Mitya was boiling with resentment. He glared at “that boy Nelyudov” and snorted in gloomy disgust. He felt more and more ashamed of himself for having told “these people” so sincerely and in such soul-searching detail about his pangs of jealousy over Grushenka.

“I don’t give a damn about the pestle!” he barked.

“Nevertheless?”

“To keep the dogs away, if you want—anything. It was dark. Who knows what could happen . . .”

“Did you customarily take some such object along with you when you went out after dark?”

“Ah, the hell with you! What’s the good of trying to talk to people like you!” Mitya cried. He had reached the last degree of irritation. He turned to the clerk; his face very red with anger, and with a strange, shrill note vibrating in his voice, he said:

“Now write this down at once! ‘I grabbed that pestle for the purpose of killing my father, Fyodor Pavlovich Karamazov, by smashing his head with it.’ All right, gentlemen, are you satisfied now? Will that put your minds at rest?”

He glared challengingly at his interrogators.

“We understand very well,” the prosecutor said drily, “that the statement you have just made is the result of your irritation with us, your exasperation at questions that you consider trivial but that happen to be really quite essential.”

“Ah, but what do you expect me to tell you? Let’s say I took the pestle . . . Well, sometimes people snatch up an object under such circumstances. I don’t know why—I just took it and ran out of the house, and that’s all there is to say. You ought to be ashamed of yourselves, gentlemen. Don’t go on like this or I swear I won’t tell you anything more.”

He sat with his elbows on the table, his head resting on his hand. He turned his profile to them, staring at the wall and trying to overcome the despair mounting in him. He was longing to get up and announce that he would not tell them another word, “even if they lead me off to be executed.”

“You see, gentlemen,” he said suddenly, doing violence to himself, “when I listen to you I get the impression I’m dreaming . . . There’s one particular dream I keep having again and again; it haunts me . . . In that dream, someone is pursuing me, someone of whom I am terribly afraid. He is pursuing me at night, searching for me in the dark. I hide from him, behind a door or a cupboard. I feel humiliated at having to hide from him, but the worst of it is that he knows very well where I am and only pretends he doesn’t, just so that he can savor my terror a little longer . . . And that’s what you’re doing now. That’s the way it feels to me.”

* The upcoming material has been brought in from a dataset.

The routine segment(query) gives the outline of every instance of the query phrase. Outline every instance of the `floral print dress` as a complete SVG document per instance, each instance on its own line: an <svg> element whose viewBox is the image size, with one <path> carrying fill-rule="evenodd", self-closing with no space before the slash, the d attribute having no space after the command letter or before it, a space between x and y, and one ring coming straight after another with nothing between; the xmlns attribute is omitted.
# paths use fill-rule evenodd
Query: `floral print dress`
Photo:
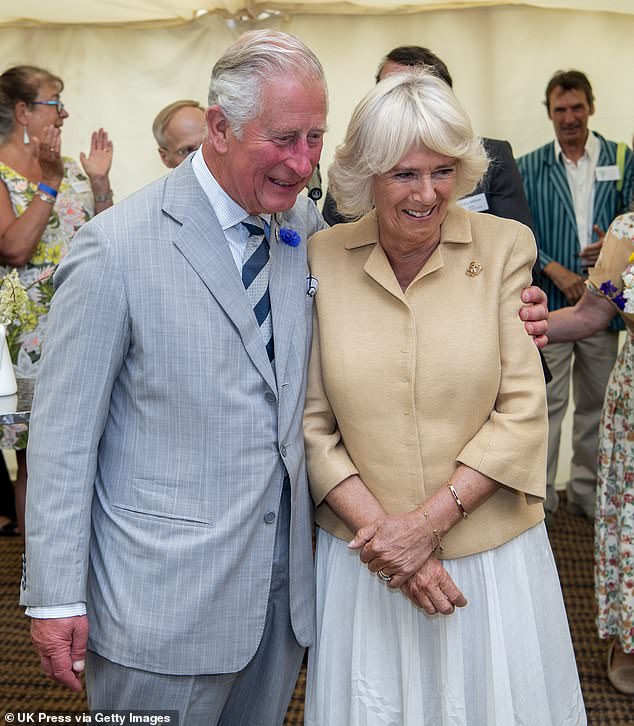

“So that’s the sort of dreams you have?” the prosecutor inquired.

“Yes, that’s the sort of dreams I have.” Mitya smiled wryly. “Wouldn’t you like that noted down too?”

“N-no. I don’t think that will be necessary. It’s interesting, though.”

“But now it’s not a dream. It’s realism, gentlemen, the realism of real life! I am the wolf and you are the hunters, and you’re hunting me down.”

“I do not believe your comparison is very accurate,” Nelyudov said in a very soft voice.

“Oh, it’s accurate enough, pretty accurate!” Mitya cut in heatedly. But then, apparently relieved by having released the anger that had been accumulating inside him, he gradually regained his good humor and became friendlier and friendlier as he went on. “You have good grounds, gentlemen, for distrusting a suspected criminal as he tries to ward off your stinging questions. But you have no right to distrust an honorable man or the honorable impulses of his heart—I’m not afraid to speak like this of myself. No, no, gentlemen, you have no right to dismiss that!